Rev. Thompson made a complete reconnaissance of the property on his motorbike, saying in his memoir, “I even crept by stealth, on foot, down the entrance drive and by the terraced stream with its lovely overarching trees, which, in my mind, I dubbed ‘the poet’s walk’. I came to the conclusion, which I have held through all years since: ‘There is only one place for St Andrew’s College, and that is Strowan’.”
The purchase was completed in late 1917, and ever since, thousands of people have been woven into the College’s rich history.
Rev. Thompson left Christchurch in 1919, but St Andrew’s remained a significant part of his life. A few years before he died in 1956, his family donated a portrait of him to the College, says Pip. “When we look at this rather stern portrait of Rev. Thompson on the landing in Strowan House, there is only a small hint of the amazing man he was. His personal life was marked with grief and loss, and his health was always poorly, yet he was hardworking, compassionate and kind, with his faith in and his devotion to God, Presbyterianism and St Andrew’s College remaining his enduring legacy.”

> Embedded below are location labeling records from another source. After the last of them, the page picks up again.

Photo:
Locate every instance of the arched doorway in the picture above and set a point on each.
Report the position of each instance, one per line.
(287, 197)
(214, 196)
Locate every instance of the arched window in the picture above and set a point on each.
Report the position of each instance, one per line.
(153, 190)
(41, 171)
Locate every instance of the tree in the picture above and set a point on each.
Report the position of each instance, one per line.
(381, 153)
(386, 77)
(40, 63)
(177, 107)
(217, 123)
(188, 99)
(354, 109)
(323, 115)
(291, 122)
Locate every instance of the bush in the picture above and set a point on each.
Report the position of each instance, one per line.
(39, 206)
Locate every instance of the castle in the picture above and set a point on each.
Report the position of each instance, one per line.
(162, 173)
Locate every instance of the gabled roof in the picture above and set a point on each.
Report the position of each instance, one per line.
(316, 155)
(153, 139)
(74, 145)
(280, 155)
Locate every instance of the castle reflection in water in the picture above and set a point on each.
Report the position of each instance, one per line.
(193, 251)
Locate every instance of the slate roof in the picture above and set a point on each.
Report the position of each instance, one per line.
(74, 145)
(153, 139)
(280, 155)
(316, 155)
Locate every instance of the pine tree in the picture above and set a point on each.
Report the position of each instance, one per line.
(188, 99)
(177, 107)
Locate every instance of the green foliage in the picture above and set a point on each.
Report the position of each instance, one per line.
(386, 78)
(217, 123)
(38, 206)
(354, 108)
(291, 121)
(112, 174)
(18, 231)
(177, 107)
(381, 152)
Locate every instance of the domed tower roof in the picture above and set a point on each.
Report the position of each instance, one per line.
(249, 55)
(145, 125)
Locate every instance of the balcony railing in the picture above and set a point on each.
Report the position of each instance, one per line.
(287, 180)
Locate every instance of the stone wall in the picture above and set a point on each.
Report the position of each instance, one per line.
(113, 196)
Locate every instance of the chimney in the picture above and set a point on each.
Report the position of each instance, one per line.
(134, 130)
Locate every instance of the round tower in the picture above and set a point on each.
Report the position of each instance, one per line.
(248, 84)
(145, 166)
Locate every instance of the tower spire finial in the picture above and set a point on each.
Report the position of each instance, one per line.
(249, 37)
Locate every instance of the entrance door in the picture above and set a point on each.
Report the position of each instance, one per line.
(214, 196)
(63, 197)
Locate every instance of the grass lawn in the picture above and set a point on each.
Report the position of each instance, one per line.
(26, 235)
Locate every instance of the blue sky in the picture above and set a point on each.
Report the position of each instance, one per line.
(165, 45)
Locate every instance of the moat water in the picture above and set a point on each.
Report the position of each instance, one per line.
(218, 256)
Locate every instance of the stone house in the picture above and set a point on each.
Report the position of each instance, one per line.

Founders’ Day Rector’s address
This is the second year in a row that the traditional Founders’ Day Assembly and Highland Games have been disrupted due to global events. Last year, the Highland Games had just begun when the terror attack occurred in Christchurch. The cancellation of this year’s events was disappointing for students, staff, and the many Old Collegians who were supposed to be gathering to celebrate their 60 Years On reunion.
The Founders’ Day Address from Rector Christine Leighton was recorded and sent out to the St Andrew’s College community, instead of being delivered in person. Some of the highlights include Christine’s reflections on life at St Andrew’s in the 1960s, when the 60 Years On group attended the College.
The main focus of her message was about College founder, Rev. A T Thompson, “a scholar, visionary, indomitable fundraiser, and a tireless worker, friend, and good man, whose vision, commitment, and character was inspirational,” she said. Rev. Thompson lived through World War I (1914–1918), the Spanish Flu (1918), World War II (1939–1945), and the New Zealand Polio Epidemic (1940s). “He knew about difficult times and overcoming adversity. At this challenging time for us all, I believe his story has some important messages.”
Christine says Rev. Thompson was committed to the College’s founding values of Truth, Excellence and Faith, and to establishing a school which taught not only reading, writing and arithmetic, but which worked with parents and guardians to develop a 'sound character' amongst the children, including instruction in industry, cleanliness, honesty and unselfishness.
Rev. Thompson was also a creative and published poet, who passionately believed in inclusivity. Christine read some of the Founder’s own words in her address, a verse from one of his poems, which is still highly relevant in today’s uncertain world.
Out in the world midst stress and strain / We’ll do our utmost to maintain / The truth and freedom learning of these / More previous than prosperity.